Now available on Mistral’s la Plateforme SaaS, Mistral OCR aims to provide an OCR solution for digitizing complex documents that interleave text and images, tables, mathematical expressions, and advanced layouts. This makes it particularly suitable for digitizing scientific research, historical documents and artifacts, user manuals, and more, the company says.
Mistral OCR uses Mistral LLMs to understand content extracted by OCR-ing a document. This helps understanding its context and the relationships between document elements, which makes it suitable for use with RAG systems taking multimodal documents as input.
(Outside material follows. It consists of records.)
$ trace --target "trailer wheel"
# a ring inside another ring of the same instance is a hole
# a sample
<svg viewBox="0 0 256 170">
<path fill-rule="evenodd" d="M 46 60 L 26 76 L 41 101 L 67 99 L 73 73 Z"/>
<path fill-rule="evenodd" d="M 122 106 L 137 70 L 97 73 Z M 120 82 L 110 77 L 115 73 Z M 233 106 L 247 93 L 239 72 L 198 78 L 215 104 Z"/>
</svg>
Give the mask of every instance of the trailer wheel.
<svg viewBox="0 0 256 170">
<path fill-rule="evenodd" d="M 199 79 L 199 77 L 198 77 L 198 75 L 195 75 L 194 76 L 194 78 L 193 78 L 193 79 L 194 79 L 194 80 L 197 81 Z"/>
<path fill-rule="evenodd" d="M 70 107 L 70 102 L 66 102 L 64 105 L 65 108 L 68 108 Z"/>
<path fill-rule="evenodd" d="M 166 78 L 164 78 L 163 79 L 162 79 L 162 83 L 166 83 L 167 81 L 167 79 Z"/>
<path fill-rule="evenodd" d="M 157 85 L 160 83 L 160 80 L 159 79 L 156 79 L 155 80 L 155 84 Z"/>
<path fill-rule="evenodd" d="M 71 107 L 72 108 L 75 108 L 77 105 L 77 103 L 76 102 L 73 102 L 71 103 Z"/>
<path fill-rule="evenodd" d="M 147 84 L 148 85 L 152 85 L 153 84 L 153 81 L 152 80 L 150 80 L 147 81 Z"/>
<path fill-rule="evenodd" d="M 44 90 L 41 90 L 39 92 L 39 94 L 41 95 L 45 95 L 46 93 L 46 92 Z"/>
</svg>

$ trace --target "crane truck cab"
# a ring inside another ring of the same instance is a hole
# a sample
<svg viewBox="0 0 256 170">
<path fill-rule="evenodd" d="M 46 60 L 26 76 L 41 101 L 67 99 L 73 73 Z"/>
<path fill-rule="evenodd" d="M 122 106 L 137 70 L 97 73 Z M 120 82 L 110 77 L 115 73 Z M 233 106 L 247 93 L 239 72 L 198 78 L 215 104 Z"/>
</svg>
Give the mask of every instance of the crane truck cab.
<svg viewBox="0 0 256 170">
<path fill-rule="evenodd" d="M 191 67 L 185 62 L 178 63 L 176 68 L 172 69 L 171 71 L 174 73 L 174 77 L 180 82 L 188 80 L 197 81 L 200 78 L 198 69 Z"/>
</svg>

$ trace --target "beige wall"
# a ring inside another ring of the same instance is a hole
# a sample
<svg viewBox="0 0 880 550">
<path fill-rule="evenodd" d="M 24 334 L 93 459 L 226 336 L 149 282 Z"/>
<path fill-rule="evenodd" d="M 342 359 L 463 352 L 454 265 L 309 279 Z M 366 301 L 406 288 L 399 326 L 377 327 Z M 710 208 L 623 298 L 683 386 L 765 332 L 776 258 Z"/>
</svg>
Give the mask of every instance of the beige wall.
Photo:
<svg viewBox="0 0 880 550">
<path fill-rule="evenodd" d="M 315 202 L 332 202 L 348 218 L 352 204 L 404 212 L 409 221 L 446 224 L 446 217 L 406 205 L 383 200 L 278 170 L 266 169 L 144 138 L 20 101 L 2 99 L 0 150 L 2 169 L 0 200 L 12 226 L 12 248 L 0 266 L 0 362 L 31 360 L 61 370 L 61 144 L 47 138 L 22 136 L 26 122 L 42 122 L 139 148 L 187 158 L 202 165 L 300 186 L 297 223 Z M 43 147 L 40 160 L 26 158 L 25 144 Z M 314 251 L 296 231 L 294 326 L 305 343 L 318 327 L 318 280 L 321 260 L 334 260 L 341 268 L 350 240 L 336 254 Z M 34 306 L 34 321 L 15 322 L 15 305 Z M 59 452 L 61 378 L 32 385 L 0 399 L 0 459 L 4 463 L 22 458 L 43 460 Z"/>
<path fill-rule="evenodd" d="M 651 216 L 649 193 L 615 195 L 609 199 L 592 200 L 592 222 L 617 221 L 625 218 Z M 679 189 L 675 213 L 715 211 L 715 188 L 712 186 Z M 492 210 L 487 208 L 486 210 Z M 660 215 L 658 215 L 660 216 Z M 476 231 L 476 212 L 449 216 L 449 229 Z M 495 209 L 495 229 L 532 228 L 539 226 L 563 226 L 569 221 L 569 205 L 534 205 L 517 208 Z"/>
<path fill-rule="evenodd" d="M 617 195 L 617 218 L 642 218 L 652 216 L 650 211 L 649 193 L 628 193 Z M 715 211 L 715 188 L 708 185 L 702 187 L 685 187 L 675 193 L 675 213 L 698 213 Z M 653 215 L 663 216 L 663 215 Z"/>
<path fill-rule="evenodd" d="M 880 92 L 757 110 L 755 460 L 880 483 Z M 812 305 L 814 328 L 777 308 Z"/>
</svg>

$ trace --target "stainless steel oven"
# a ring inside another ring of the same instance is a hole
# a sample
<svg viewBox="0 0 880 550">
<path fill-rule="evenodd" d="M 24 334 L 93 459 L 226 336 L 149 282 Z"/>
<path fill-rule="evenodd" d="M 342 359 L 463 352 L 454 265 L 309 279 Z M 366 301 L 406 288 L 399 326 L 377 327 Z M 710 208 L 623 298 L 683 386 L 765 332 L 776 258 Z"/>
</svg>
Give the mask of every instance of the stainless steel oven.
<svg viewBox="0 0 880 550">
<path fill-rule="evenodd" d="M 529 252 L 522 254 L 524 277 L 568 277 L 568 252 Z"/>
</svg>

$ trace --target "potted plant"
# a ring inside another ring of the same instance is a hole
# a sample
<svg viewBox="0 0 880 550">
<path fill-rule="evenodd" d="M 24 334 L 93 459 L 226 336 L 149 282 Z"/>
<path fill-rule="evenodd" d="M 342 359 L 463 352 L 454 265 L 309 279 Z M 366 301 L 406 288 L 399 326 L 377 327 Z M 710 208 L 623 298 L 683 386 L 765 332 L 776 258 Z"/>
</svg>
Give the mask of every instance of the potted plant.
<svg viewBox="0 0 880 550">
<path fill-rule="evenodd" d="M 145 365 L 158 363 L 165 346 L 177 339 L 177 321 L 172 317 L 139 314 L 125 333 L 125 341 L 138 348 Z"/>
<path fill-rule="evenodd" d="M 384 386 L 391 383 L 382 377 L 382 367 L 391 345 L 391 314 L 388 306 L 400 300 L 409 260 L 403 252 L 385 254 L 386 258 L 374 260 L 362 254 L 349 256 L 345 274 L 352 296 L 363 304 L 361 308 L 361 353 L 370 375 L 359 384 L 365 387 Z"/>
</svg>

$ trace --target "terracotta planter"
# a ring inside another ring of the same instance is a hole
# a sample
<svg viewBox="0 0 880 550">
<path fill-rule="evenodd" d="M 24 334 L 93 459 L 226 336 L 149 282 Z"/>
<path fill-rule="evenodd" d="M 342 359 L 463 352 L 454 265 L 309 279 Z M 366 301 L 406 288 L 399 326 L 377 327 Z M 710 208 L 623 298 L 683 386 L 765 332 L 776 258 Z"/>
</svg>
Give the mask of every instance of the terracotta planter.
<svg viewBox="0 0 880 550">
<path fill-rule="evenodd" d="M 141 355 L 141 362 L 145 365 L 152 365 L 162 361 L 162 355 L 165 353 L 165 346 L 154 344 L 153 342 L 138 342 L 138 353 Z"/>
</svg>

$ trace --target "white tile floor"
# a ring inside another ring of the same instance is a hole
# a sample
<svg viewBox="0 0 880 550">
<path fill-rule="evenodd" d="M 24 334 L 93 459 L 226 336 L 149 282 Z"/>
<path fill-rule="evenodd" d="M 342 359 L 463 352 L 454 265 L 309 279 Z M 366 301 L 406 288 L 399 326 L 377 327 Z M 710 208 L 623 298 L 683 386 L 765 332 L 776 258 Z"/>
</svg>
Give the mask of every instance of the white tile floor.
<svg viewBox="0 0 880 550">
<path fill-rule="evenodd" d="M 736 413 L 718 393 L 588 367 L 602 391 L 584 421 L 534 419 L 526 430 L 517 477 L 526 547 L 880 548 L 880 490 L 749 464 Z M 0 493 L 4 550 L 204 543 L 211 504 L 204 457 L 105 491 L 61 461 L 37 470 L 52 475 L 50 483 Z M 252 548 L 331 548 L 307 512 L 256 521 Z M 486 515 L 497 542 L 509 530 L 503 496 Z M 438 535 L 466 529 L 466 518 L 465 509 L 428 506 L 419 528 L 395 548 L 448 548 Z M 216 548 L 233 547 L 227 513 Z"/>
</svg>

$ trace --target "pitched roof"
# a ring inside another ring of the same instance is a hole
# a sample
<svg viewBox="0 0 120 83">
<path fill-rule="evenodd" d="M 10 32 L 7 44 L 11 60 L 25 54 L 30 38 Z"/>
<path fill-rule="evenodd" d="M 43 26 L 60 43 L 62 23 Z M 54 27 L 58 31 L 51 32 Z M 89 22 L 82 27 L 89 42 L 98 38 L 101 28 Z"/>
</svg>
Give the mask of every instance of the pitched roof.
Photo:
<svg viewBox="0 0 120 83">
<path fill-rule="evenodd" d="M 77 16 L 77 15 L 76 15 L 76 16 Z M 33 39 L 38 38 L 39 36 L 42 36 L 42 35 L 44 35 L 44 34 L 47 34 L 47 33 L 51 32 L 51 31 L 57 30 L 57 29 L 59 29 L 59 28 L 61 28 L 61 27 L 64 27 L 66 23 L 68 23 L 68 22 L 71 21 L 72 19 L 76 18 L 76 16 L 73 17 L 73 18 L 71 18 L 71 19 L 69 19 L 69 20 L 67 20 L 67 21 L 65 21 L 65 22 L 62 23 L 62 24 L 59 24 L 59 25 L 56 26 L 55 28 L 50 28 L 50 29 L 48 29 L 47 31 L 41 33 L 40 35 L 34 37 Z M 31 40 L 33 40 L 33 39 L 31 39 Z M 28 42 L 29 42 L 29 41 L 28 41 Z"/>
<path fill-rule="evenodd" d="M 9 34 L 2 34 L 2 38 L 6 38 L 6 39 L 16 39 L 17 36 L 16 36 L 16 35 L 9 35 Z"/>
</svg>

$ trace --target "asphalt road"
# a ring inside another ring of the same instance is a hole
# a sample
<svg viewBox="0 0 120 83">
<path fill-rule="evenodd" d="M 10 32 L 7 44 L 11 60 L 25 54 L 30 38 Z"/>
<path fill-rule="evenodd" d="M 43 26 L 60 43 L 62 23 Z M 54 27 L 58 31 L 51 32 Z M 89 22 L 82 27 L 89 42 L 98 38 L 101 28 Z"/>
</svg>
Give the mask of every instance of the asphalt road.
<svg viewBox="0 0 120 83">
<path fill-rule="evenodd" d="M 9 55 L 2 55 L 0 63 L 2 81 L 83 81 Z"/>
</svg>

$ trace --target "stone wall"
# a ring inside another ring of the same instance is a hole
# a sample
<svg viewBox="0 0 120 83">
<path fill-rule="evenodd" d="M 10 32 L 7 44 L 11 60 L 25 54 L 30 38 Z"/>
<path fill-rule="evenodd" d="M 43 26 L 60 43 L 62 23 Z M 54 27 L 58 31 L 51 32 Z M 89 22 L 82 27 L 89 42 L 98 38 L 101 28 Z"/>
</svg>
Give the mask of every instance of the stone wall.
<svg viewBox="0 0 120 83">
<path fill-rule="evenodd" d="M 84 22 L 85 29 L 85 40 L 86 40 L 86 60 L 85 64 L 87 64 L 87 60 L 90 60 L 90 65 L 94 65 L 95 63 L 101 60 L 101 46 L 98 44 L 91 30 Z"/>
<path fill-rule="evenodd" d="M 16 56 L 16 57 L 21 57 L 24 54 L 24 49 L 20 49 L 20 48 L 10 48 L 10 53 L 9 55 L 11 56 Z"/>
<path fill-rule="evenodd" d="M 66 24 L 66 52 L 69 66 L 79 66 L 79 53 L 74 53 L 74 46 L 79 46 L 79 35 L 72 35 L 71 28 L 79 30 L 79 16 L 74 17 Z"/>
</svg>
According to the company’s own benchmarking, Mistral OCR outperforms other leading OCR solutions, including Google Document AI, Azure OCR, Gemini 1.5 and 2.0, and GPT-4o.
Unlike other models, Mistral OCR comprehends each element of documents—media, text, tables, equations—with unprecedented accuracy and cognition. It takes images and PDFs as input and extracts content in an ordered interleaved text and images.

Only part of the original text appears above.